# Wondering about Feliway Plug-In-any thoughts?



## LaylaBB (Jan 2, 2011)

I'm thinking of getting the Comfort Zone with Feliway Plug-In, to help ease the intros of my kitties. I've read either five-star OR one-star reviews. Conclusion - it works for some cats.

My biggest concern is that this is just a temp fix. Lots of people have reviewed the product positively, but have also commented that they see an immediate change in their cats behavior once the plug-in runs out (so they go out to get another, and another, and another). 

I was considering the product if it will help the kitties get used to each other, but I don't want to have to rely on forever. 

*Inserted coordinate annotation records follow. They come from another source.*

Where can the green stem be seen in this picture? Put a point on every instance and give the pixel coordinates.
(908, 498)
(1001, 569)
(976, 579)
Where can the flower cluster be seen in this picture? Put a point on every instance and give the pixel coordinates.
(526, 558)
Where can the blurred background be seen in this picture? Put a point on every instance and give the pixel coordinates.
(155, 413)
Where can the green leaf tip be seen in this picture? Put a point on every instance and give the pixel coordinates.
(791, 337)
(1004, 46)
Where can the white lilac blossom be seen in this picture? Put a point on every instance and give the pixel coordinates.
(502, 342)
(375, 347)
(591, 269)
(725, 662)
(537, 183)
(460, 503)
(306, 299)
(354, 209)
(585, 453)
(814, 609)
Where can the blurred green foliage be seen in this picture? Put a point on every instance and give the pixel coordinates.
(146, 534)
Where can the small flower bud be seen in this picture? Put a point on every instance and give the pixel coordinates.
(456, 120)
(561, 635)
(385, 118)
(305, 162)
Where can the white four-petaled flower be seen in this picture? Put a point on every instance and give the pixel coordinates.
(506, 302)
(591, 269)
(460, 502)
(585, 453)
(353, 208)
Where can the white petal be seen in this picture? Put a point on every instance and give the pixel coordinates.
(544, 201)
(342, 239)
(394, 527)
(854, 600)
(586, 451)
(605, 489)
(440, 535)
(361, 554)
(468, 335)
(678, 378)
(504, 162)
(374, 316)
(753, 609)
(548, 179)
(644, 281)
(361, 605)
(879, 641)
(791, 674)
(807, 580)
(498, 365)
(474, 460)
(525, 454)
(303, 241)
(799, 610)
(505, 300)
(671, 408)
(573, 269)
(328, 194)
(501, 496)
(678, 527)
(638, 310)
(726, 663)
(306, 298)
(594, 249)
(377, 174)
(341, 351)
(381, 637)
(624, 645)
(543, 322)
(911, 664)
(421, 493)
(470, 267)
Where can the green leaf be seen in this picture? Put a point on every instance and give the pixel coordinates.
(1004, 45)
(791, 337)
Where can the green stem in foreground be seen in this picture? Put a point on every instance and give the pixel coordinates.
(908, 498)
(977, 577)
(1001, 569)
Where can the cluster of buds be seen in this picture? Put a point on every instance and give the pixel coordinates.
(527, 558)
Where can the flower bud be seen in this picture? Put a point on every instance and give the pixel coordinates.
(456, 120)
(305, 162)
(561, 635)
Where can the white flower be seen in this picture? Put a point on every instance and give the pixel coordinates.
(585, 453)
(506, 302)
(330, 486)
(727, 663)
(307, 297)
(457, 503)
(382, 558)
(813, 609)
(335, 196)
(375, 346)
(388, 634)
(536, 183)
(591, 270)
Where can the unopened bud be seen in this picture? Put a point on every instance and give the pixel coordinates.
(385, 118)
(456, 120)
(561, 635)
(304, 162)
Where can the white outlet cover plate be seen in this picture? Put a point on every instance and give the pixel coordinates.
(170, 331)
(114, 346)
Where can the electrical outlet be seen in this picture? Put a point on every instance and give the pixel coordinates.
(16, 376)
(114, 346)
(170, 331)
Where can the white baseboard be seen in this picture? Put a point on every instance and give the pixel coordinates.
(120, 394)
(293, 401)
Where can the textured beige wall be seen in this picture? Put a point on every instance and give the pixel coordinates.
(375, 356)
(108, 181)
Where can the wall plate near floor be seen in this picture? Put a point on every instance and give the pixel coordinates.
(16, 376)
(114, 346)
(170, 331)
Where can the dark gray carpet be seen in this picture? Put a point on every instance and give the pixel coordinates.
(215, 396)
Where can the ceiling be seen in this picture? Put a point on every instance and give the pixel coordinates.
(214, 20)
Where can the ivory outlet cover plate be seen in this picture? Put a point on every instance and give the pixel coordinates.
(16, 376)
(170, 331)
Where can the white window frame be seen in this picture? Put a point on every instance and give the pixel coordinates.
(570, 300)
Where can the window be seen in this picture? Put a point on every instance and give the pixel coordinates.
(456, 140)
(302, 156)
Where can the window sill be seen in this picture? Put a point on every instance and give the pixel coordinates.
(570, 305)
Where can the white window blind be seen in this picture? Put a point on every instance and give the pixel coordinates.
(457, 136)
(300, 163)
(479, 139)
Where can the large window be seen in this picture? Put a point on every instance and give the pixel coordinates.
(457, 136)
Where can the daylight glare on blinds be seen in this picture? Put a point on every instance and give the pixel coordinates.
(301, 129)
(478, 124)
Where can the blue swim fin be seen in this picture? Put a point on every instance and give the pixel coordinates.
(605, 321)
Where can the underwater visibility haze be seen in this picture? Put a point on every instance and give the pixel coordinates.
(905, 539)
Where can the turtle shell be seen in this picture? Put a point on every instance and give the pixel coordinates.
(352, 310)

Has anyone used it and then weaned or stopped using the plug-in once the acclimation process has moved along a bit?


----------



## kittywitty (Jun 19, 2010)

Yes, I have been using the Feliway plug-in for a while. When plugged in, my cats both appear to be more mellow with each other. The two times I have unplugged it, after using it for a couple of months, my cats went right back to fighting again. I noticed my cats had bite marks on their ears. I did not want to rely on this product either but I cannot have my cats biting each other and causing bite wounds on their ears so I purchased another 6 refills on Amazon.com. You can buy them in bulk to save money. I will also be looking into something called Composure and Spirit Essence recommended by some Cat Forum members. These are supposed to also be good for different cat situations. Good luck with your introduction phase and keep us updated!


----------



## Auntie Crazy (Dec 10, 2006)

I have used it to good effect during introductions, then stopped using it after about two refills. Everything went fine (at that time).

I'm back to using it since there's been another change in my household, but I anticipate buying only one set of refills this time (mostly because this change was for the better, and I'm only attempting to improve the current relationships rather than introduce a new one). As soon as I open my windows for summer, I'll stop running the plugins.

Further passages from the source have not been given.